A Most Unstable Word of the Week
A most unfortunate affair to be found in a touchy situation, I think. Hazardous and chancy, our word is...
threateningly insecure or unstable; perilous; depending on the intention of another.
Sometimes you are surprised by finding yourself in a precarious predicament, but other times you know full-well that you are walking into an unsafe environment. It would be good to be prepared for those times, especially if you are forewarned.
All progress is precarious, and the solution of one problem brings us face to face with another problem.
~Martin Luther King, Jr.
Existence is no more than the precarious attainment of relevance in an intensely mobile flux of past, present, and future.
* * * * * *ps. Inquiring minds want to know! It would seem that the writers of these cards we are enjoying have made a bit of a mistake. Seattle's streets weren't lowered, they were raised! Here's how it all happened:
Seattle's first buildings were wooden. In 1889, a cabinetmaker accidentally overturned and ignited a glue pot. An attempt to extinguish it with water spread the burning grease-based glue. The fire chief was out of town, and although the volunteer fire department responded they made the mistake of trying to use too many hoses at once. They never recovered from the subsequent drop in water pressure, and the Great Seattle Fire destroyed 25 city blocks.
While a destructive fire was not unusual for the time, the response of the city leaders was. Instead of rebuilding the city as it was before, they made two strategic decisions: that all new buildings must be of stone or brick, insurance against a similar disaster in the future; and to regrade the streets one to two stories higher than the original street grade. Pioneer Square had originally been built mostly on filled-in tidelands and, as a consequence, it often flooded. The new street level also assisted in ensuring that gravity-assisted flush toilets that funneled into Elliott Bay did not back up at high tide.
For the regrade, the streets were lined with concrete walls that formed narrow alleyways between the walls and the buildings on both sides of the street, with a wide "alley" where the street was. The naturally steep hillsides were used, and through a series of sluices material was washed into the wide "alleys", raising the streets to the desired new level, generally 12 feet higher than before, in some places nearly 30 feet.
At first pedestrians climbed ladders to go between street level and the sidewalks in front of the building entrances. Brick archways were constructed next to the road surface, above the submerged sidewalks, to provide the ceiling or the underground corridors and support the hollow street sidewalks. Skylights with small panes of clear glass (which later became amethyst-colored because of manganese in the glass) were installed, creating the area now called the Seattle Underground.
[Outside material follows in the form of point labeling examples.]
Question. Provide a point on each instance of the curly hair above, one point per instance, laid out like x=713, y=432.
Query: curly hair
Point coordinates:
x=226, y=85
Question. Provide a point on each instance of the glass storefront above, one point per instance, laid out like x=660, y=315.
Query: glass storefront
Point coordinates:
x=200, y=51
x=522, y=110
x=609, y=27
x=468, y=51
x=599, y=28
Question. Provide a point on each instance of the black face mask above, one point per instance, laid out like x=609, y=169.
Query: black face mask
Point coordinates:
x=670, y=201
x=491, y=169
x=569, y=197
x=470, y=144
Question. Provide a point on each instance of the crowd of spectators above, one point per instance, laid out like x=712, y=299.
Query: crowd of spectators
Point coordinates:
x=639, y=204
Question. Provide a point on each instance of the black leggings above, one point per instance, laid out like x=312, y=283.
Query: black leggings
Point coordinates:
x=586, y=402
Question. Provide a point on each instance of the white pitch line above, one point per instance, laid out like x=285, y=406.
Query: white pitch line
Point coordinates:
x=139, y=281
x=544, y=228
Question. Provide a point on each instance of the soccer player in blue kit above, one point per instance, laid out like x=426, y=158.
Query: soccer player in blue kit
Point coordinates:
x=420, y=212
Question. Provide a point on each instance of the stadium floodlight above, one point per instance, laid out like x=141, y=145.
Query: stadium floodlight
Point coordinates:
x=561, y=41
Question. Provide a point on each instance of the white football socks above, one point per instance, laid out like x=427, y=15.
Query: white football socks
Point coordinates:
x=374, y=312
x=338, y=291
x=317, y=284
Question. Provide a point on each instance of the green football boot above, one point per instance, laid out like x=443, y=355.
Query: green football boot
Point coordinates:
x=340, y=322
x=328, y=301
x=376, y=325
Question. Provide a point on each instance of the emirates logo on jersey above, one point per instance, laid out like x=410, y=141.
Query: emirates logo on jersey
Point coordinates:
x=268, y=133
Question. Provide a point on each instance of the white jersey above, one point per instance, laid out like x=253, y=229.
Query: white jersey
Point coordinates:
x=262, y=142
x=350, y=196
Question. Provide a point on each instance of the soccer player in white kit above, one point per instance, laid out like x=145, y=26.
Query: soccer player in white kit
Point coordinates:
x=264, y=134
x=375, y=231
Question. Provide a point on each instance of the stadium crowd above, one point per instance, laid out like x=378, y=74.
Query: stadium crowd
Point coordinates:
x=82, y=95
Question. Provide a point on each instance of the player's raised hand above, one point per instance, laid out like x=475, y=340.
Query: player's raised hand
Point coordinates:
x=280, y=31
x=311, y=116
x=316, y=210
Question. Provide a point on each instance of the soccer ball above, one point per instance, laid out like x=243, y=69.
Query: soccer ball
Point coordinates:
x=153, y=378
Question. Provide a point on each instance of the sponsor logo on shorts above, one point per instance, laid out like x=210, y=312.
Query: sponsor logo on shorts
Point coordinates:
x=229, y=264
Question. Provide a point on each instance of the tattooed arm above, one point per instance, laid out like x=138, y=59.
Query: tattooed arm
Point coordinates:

When they reconstructed their buildings, merchants and landlords knew that the ground floor would eventually be underground and the next floor up would be the new ground floor, so there is very little decoration on the doors and windows of the original ground floor, but extensive decoration on the new ground floor.
Once the new sidewalks were complete, building owners moved their businesses to the new ground floor, although merchants carried on business in the lowest floors of buildings that survived the fire, and pedestrians continued to use the underground sidewalks lit by the glass cubes (still seen on some streets) embedded in the grade-level sidewalk above.
In 1907 the city condemned the Underground for fear of pneumonic plague, two years before the 1909 World Fair in Seattle (Alaska-Yukon-Pacific Exposition). The basements were left to deteriorate or were used as storage. Some became illegal flophouses for the homeless, gambling halls, speakeasies, and opium dens.
Only a small portion of the Seattle Underground has been restored and made safe and accessible to the public on guided tours.